The initial review of the repositories focused on confirming the repository name, website address (or URL), and whether it accepted sensitive data. Review then moved to determining each repository’s disciplinary focus, noting whether it provided a mediated DUA, and creating a repository description. Some resources listed in these aggregators were defunct, did not accept data deposits, or were datasets rather than repositories. For others, it was not initially possible to determine the type of data protection process used by the repository. This required additional investigation into the repository documentation, and in some cases, reaching out directly to the repository administrators proved necessary.

Ultimately, 16 US-based data repositories that accept sensitive data within the social sciences and offer mediated access via DUAs were identified and organized into a spreadsheet. To improve the usability of the spreadsheet for data services librarians assisting researchers, additional details were needed. This led to including information about whether there were costs to deposit and/or access data, the file formats accepted, the curation requirements, and the process to deposit data. This resource is available on OSF at https://osf.io/k9u5x for others to expand on and use in the course of their own work.

Documenting the Process

In addition to creating the spreadsheet of data repositories, each step of the process was documented. This documentation will help anyone who wishes to expand the resource to understand the decisions taken, the current organizational structure, and general terminology. Establishing general terminology addresses a fundamental need across data repositories, as repositories lack a shared vocabulary, which proved particularly challenging during this project when parsing out important details about DUAs and restricted data. To overcome this issue, a glossary of terms was included in the documentation to create a shared vocabulary for anyone using the resource.

Project Limitations

While re3data, DataCite and FAIRsharing are all popular and extensive lists, the quantity of repositories listed in them exceeded the time parameters of the project. The Restricted Access Repositories spreadsheet also only provides additional information for repositories matching the project criteria, which limits the usefulness of the spreadsheet for researchers outside the social sciences. In addition to reviewing lists of repositories excluded in this project, there is significant value to be added to this resource by expanding the details related to science, humanities, and medical research data sharing, which were generally out of scope for the initial iteration of the project.

Conclusion

In our repository review, ICPSR, a generalist repository with mediated data deposit, stood out as an excellent repository to consider for social science researchers looking to archive sensitive data. The other data repositories outlined in our resource are varying degrees of discipline specific, which would be great choices if a researcher’s dataset aligns with their focus.

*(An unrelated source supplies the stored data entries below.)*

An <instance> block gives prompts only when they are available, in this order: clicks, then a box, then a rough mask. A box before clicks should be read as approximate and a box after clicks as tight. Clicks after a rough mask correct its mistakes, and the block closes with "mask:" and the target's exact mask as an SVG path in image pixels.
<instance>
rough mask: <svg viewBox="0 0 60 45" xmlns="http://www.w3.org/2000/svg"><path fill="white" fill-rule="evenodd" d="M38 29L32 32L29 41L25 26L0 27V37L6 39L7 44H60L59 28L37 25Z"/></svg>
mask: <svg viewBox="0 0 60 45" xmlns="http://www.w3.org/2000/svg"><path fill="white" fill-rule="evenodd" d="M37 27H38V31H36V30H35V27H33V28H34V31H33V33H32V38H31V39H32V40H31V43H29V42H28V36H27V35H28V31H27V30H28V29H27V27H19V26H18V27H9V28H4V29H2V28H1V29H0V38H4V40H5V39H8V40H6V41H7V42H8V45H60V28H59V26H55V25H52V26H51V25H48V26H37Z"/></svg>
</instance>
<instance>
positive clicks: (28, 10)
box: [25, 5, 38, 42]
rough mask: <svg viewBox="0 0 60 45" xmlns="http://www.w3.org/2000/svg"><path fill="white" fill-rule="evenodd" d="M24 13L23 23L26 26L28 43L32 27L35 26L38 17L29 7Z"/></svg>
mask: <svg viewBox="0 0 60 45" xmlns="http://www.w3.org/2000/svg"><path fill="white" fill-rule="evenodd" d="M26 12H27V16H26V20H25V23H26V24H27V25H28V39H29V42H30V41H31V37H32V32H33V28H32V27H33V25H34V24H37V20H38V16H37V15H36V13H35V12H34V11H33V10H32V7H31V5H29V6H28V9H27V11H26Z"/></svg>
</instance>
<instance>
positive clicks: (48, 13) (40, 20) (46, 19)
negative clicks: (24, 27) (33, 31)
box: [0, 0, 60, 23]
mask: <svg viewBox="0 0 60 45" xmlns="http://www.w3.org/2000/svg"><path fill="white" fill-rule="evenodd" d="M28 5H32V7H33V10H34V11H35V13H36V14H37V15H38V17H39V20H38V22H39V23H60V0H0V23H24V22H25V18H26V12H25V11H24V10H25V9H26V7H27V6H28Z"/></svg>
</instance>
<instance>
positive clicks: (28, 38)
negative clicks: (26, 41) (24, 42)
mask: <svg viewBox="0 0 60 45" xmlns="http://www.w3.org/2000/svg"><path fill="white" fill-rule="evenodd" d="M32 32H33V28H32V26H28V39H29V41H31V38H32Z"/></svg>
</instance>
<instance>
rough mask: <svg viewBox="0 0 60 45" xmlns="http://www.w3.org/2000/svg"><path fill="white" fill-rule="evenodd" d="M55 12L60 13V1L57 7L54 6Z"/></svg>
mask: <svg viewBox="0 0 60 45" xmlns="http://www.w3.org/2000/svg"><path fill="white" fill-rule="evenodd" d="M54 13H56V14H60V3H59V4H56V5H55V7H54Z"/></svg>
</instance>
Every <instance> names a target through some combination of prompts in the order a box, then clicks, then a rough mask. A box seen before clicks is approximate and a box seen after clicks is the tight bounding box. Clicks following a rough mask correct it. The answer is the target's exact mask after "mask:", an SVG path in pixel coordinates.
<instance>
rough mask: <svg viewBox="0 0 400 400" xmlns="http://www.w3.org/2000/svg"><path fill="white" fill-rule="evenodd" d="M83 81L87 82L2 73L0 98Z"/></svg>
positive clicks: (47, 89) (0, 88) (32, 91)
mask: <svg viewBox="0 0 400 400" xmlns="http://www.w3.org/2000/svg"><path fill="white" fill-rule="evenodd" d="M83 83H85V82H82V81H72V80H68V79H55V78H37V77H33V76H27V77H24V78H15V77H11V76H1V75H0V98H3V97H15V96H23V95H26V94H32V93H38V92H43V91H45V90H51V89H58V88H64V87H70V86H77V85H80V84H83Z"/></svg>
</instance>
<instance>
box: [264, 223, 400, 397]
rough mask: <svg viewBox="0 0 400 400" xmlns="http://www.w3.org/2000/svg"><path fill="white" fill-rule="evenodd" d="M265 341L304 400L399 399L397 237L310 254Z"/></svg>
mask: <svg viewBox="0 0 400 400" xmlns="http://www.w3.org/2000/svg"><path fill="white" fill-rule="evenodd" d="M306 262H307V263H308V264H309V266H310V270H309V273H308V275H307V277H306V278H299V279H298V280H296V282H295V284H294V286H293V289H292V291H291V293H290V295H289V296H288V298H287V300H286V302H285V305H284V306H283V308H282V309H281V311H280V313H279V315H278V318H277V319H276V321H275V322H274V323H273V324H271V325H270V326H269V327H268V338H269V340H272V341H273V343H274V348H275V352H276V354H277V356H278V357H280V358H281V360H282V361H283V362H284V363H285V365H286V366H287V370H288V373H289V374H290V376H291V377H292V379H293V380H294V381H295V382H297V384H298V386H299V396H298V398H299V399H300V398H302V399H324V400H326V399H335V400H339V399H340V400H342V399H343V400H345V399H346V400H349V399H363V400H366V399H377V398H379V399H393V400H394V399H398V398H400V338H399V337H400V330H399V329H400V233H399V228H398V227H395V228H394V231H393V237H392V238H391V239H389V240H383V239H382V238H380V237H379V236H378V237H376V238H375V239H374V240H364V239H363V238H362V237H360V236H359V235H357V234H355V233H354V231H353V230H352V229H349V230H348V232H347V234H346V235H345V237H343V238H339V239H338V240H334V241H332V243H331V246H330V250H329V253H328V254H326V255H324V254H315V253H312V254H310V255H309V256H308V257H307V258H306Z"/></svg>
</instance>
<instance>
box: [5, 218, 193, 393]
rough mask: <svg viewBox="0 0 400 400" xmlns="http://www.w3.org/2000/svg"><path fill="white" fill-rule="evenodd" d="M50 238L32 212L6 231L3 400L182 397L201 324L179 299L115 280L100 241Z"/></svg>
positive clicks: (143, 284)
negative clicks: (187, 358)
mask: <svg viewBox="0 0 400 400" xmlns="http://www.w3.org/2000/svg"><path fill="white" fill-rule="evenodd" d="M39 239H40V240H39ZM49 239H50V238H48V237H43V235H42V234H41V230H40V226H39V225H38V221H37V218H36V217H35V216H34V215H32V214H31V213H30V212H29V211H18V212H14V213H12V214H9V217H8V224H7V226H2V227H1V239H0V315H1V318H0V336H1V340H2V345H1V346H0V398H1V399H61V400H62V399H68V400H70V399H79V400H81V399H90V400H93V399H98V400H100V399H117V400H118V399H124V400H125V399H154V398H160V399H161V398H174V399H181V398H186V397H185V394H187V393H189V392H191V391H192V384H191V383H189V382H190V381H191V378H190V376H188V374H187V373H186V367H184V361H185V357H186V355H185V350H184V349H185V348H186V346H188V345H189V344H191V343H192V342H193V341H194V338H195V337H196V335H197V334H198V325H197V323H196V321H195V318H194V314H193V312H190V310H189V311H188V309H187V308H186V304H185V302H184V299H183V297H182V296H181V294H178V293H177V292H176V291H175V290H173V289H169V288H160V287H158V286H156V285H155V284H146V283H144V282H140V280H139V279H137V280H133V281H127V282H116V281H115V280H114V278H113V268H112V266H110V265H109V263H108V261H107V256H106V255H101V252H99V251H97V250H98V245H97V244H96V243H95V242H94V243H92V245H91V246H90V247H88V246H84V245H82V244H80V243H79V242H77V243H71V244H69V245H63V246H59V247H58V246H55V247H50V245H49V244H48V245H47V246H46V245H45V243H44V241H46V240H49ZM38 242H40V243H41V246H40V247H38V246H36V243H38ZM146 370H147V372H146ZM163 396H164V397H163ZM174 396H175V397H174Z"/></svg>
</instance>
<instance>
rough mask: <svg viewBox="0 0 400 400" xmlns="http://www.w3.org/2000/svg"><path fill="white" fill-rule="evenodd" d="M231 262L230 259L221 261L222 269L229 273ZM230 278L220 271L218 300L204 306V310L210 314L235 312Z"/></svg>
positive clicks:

Although many researchers never need to deposit sensitive data, for those who do, resources that support this need are pivotal for their success. Funders that require data sharing are no longer as quick to accept to the impossibility of sharing sensitive data and instead are looking for researchers to make decisions that will support sharing in some way: be that by developing fully anonymous datasets or by depositing sensitive data into a repository with appropriate policies, processes, and security infrastructure to support proper management of the data.